For millions of senior citizens across the United States, affordable insurance might not be possible without the existence of Medicare. Medicare is a publicly funded insurance program designed to provide affordable and reliable coverage to senior citizens who have retired and no longer make high enough wages to afford coverage from private insurance companies. Medicare’s basic structure has changed in the 45 years since it was signed into law by President Lyndon B. Johnson, but its goal remains the same. Let’s take a closer look at the basics of Medicare insurance.

When Medicare was first introduced it had just two parts, Part A and Part B. Medicare Part A is the portion that provides beneficiaries with hospital insurance. Part A covers expenses related to inpatient hospital care in critical access hospitals, inpatient rehabilitation facilities, and long-term care hospitals. For those who need extra services after a hospital stay, Part A also covers expenses related to stays in a skilled nursing facility, hospice, and when necessary for home health services. Medicare Part A is available to most Medicare eligible individuals without a monthly premium payment, though a deductible is attached.

Medicare Part B is the other half of the original Medicare which is responsible for general medical insurance. Part B covers expenses for general medical care and doctors visits as well as preventive services to help an individual maintain their health level and avoid hospital care. Medicare eligible individuals who are enrolled in Part A must enroll in Part B, there is a monthly premium for its coverage.
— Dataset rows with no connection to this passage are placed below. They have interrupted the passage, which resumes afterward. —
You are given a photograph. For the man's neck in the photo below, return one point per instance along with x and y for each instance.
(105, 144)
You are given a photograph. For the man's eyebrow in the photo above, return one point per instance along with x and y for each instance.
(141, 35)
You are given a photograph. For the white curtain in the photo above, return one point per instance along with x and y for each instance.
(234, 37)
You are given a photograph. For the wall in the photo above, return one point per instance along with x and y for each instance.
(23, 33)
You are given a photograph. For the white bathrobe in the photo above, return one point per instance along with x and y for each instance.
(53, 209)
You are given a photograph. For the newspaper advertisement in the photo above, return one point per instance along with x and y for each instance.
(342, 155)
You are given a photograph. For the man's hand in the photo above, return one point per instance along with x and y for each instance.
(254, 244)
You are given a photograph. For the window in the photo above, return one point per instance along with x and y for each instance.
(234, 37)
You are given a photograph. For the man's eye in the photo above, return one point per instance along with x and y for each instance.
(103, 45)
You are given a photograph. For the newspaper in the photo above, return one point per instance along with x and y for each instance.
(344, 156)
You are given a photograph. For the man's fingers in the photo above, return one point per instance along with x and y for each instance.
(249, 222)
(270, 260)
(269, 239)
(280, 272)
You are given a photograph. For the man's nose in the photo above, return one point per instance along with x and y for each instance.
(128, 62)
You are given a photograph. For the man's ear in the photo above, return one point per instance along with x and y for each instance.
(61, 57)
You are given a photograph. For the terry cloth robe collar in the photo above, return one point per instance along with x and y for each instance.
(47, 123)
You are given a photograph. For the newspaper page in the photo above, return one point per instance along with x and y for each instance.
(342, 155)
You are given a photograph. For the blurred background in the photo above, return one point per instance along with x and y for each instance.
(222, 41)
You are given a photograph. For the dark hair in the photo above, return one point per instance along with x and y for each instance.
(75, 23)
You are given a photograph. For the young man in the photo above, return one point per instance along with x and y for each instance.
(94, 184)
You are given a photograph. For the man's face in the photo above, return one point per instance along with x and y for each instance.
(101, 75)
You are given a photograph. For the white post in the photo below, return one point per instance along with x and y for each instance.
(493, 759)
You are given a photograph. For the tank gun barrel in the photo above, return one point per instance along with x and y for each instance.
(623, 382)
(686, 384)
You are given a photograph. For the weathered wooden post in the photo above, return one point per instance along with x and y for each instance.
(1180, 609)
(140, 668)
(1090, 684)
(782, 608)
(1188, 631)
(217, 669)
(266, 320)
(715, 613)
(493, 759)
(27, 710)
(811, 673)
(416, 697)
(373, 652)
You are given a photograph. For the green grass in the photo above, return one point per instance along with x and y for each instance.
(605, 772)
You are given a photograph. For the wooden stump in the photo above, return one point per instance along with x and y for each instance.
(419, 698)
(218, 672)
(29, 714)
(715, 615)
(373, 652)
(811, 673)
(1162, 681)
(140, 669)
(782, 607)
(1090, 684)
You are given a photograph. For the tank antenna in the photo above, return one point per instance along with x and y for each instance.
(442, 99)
Under Part B coverage, Medicare insurance usually covers 80% of an individual’s medical expenses.

The original Medicare program doesn’t provide enough coverage for certain individuals.  Additionally, gaps in the insurance coverage provided could leave beneficiaries holding the bag with some hefty bills. As a result Medicare began to offer Supplemental Insurance, otherwise known as Medigap. Medigap requires a monthly premium for its services but often times eliminate the out of pocket cost for beneficiaries by paying for copayments, coinsurance, and other deductibles that Part A and Part B left individuals open to paying themselves.

In recent decades the government took a step to broaden Medicare insurance options by adding Medicare Part C. Part C, sometimes called the Medicare Advantage Plan, allows beneficiaries to obtain their Medicare Part A and Part B coverage through a private insurance company whose services have been approved by Medicare. In addition to providing Part A and Part B insurance, Part C plans generally offer other services Medicare does not such as vision, dental, and hearing. Many plans also provide prescription drug coverage.

The most recent addition to Medicare’s insurance coverage is Part D. Under Part D coverage, beneficiaries receive help to cover the cost of prescription drugs. Plans are run by private companies that have been approved by Medicare and come with varying costs and drugs covered.

Medicare insurance provides coverage to select beneficiaries. Any senior citizen over the age of 65 is eligible for Medicare insurance and as well as select individuals under the age of 65 who suffer from certain illnesses or disabilities. Medicare insurance is funded through payroll taxes the government collects from any gainfully employed U.S. citizen. As of 2009 Medicare insurance comprised nearly 13% of the government’s annual budget, making it the third largest portion of the budget behind only military funding and Social Security.